Single-Channel Monitoring of Reversible L-Type Ca2+ Channel CaVα1-CaVβ Subunit Interaction

Voltage-dependent Ca2+ channels are heteromultimers of CaVα1 (pore), CaVβ- and CaVα2δ-subunits. The stoichiometry of this complex, and whether it is dynamically regulated in intact cells, remains controversial. Fortunately, CaVβ-isoforms affect gating differentially, and we chose two extremes (CaVβ1a and CaVβ2b) regarding single-channel open probability to address this question. HEK293α1C cells expressing the CaV1.2 subunit were transiently transfected with CaVα2δ1 alone or with CaVβ1a, CaVβ2b, or (2:1 or 1:1 plasmid ratio) combinations. Both CaVβ-subunits increased whole-cell current and shifted the voltage dependence of activation and inactivation to hyperpolarization. Time-dependent inactivation was accelerated by CaVβ1a-subunits but not by CaVβ2b-subunits. Mixtures induced intermediate phenotypes. Single channels sometimes switched between periods of low and high open probability. To validate such slow gating behavior, data were segmented in clusters of statistically similar open probability. With CaVβ1a-subunits alone, channels mostly stayed in clusters (or regimes of alike clusters) of low open probability.
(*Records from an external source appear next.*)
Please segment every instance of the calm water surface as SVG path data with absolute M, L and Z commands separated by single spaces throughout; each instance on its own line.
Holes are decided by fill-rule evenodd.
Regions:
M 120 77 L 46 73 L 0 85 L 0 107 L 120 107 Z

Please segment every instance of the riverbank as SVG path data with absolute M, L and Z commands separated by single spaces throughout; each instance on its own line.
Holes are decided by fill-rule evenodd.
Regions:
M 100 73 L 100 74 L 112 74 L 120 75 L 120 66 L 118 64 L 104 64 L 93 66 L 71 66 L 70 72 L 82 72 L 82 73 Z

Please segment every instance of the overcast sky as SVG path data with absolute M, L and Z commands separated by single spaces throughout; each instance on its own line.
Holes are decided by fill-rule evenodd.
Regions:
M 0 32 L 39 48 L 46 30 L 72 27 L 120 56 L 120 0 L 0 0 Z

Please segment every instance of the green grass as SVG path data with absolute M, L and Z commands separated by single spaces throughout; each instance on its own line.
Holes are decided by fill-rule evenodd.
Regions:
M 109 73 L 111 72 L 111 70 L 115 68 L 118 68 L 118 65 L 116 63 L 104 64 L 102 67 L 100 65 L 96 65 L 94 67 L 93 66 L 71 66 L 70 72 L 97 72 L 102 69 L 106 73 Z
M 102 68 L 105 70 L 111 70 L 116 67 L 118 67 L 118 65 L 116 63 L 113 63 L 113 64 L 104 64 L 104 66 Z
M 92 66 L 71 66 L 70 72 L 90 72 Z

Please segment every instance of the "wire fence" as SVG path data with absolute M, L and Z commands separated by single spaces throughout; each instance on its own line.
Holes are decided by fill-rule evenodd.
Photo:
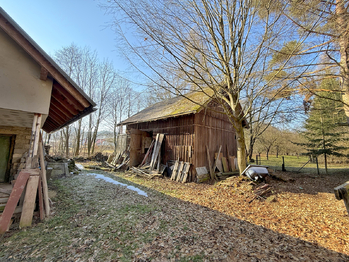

Increasing CaVβ2b-subunits (co-)expressed (1:2, 1:1 ratio or alone) progressively enhanced the frequency and total duration of high open probability clusters and regimes. Our analysis was validated by the inactivation behavior of segmented ensemble averages. Hence, a phenotype consistent with mutually exclusive and dynamically competing binding of different CaVβ-subunits is demonstrated in intact cells.